As Old as The Hills: A History of The NilgirisTea
Silappadikaram, one of the five great epics according to Tamil literary tradition, is the first to refer to the blue hills by their name – The Nilgiris. The name Nilgiris is said to have been coined for the beautiful blue kurunji flowers that colour the hills blue every time they bloom or the pale blue mist that envelope its peaks.
History documents the Nilgiris first as tribal land, occupied by tribes like the Kotas and Todas with the Badagas migrating in the 14th century. Although initially a territory of the Vijaynagara Dynasty, with its fall the Nilgiris became part of the Mysore kingdom and then in 1799 it fell to the East India Company through the treaty of Srirangapatnam.
“As Old as the Hills”
For a long time, the Nilgiris remained untouched by the East India Company, until Jon Sullivan, a collector from Coimbatore and an avid Gardener was charged with surveying the area. The first expedition he commissioned reached the lower levels of the hill but ultimately failed. The second expedition by 1819 was more successful and described the hills as lush and fertile.

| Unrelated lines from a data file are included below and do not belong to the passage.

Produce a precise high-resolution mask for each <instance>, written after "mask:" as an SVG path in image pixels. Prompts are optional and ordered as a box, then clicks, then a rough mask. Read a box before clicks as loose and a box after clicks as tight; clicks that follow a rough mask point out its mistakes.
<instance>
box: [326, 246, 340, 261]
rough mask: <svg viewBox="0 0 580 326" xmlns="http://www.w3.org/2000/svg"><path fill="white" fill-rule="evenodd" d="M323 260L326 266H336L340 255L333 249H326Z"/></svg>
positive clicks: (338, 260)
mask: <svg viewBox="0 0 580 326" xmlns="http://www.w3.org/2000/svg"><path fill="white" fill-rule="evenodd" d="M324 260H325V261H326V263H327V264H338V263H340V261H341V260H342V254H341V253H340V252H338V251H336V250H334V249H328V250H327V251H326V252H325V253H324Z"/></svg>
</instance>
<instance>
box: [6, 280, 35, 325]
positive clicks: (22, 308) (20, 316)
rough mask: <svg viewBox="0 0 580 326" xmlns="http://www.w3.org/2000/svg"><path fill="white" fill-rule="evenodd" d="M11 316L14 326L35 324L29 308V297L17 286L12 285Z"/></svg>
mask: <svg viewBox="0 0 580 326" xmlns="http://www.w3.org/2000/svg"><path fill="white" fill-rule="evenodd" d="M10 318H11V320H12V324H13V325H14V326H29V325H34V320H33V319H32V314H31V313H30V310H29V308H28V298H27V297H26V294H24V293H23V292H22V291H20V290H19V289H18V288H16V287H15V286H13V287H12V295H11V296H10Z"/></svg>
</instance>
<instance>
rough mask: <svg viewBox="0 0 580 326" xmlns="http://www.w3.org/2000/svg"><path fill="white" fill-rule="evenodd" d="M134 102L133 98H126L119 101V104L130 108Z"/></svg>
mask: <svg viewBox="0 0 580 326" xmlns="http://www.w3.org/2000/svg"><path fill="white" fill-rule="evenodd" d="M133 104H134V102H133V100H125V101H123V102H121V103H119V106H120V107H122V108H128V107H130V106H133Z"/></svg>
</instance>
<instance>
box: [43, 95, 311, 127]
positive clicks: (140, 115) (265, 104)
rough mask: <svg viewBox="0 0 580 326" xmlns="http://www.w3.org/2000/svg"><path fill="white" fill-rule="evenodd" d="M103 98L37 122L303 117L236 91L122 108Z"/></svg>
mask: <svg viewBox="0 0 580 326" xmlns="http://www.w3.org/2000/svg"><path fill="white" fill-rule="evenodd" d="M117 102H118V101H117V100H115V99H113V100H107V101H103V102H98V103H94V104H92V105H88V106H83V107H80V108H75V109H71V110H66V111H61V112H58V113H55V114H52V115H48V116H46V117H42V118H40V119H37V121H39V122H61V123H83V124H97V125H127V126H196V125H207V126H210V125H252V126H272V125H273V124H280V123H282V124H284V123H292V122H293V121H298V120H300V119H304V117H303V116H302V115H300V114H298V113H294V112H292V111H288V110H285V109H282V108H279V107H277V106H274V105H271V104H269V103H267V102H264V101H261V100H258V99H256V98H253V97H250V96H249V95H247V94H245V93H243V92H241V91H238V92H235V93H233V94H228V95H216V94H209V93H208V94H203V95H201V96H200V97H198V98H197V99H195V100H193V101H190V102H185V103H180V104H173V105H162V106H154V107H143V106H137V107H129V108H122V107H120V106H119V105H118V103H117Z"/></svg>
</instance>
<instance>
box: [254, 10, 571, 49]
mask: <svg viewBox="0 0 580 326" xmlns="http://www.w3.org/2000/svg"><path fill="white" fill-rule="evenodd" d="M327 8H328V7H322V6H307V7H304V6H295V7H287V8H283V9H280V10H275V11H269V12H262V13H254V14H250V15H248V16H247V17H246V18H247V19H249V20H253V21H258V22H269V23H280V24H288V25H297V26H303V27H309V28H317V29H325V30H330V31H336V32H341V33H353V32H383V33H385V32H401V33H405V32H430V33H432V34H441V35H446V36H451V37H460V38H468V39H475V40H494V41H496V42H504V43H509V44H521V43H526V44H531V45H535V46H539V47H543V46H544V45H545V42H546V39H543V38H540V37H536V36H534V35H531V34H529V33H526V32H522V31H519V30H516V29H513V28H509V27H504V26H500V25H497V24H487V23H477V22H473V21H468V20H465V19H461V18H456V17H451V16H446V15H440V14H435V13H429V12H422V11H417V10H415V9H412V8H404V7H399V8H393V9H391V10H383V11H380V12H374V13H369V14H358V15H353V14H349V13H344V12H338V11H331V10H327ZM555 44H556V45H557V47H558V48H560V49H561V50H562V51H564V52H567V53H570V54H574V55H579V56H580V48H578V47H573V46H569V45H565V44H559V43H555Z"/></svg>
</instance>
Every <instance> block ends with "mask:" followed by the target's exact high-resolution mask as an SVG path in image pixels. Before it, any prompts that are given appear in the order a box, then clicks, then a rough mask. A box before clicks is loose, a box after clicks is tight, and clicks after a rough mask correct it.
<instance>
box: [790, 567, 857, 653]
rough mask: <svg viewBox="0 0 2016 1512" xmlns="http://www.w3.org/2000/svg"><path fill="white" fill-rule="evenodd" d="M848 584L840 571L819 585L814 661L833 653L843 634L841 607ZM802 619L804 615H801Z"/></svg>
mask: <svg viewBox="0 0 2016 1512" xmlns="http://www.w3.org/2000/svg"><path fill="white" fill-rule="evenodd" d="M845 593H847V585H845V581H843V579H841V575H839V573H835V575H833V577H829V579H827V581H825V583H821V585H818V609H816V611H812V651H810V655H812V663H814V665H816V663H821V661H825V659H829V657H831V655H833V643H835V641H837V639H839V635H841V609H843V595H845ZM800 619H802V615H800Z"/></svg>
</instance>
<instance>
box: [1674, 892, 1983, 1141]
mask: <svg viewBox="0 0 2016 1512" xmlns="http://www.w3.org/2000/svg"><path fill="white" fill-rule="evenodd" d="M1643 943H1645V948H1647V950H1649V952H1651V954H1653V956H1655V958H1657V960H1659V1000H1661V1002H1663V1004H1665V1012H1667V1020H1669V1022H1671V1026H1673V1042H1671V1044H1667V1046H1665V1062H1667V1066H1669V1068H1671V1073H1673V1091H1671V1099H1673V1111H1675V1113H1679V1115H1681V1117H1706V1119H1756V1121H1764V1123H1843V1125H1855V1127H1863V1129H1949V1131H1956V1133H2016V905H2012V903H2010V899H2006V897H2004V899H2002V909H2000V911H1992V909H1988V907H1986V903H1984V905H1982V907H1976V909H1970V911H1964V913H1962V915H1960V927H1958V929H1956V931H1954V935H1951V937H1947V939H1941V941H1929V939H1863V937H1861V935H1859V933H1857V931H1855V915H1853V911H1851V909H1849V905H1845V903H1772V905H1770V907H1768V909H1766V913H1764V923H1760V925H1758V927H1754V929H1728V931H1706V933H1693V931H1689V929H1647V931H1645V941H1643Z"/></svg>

Sullivan set up his own home there in 1821. He recognised the land and climate as ideal for growing English flowers and fruits and set up the first European settlement in Ooty. The agreeable weather and natural beauty of the Nilgiris lent itself to becoming a summer palace for the British government and an Indian home to many British officials. Sullivan himself donated generously to the setting up of botanical gardens reminiscent of the English gardens he was used to, many of which still draw tourists today.
In 1834 seeds were brought in from China and planted in the Nilgiris, starting some of the very first plantations there. Out of this batch of seeds, one was planted in Thiashola where it has stood for almost 200 years and still stands today as the oldest tea plant in south India.
As the tea boom in the Nilgiris grew, so did Thiashola plantations. Now it finds its home in a small but bustling Nilgiris, and much like the tea bush carries with it centauries of heritage, combing some of the best parts of the past and present.